My data is currently in a state of disarray because of multiple laptops dying and needing the data recovered, using a different computer until fixed/replaced, and then not merging everything when switching (back) to the repaired/replacement device.

When my most recent laptop motherboard failure occurred and I had to search through 88 terabytes of data looking for the 1 megabyte file containing the decryption key for the drives in the dead laptop, I knew something had to be done.

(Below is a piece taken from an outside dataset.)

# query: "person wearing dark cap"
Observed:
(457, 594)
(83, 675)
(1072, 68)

There are three things I ultimately need:

  1. A single place some data should be and a way to check for corruption.
  2. A second copy of that data (a backup) that is there if I need it.
  3. A clearly defined way of archiving data that I'm no longer using to both offload it from main storage and know where it is when I want it again.

Data Categorisation

In order to determine the best way to store, backup, and archive data, the data needs to be categorised.

To start with, I am merging all of my Documents git repositories into a single repository. This is a slow process, but once it is done I am going to digitise all of my remaining paperwork and commit it to the repository, freeing up desk space so that I can start diagnosing the fault on my laptop.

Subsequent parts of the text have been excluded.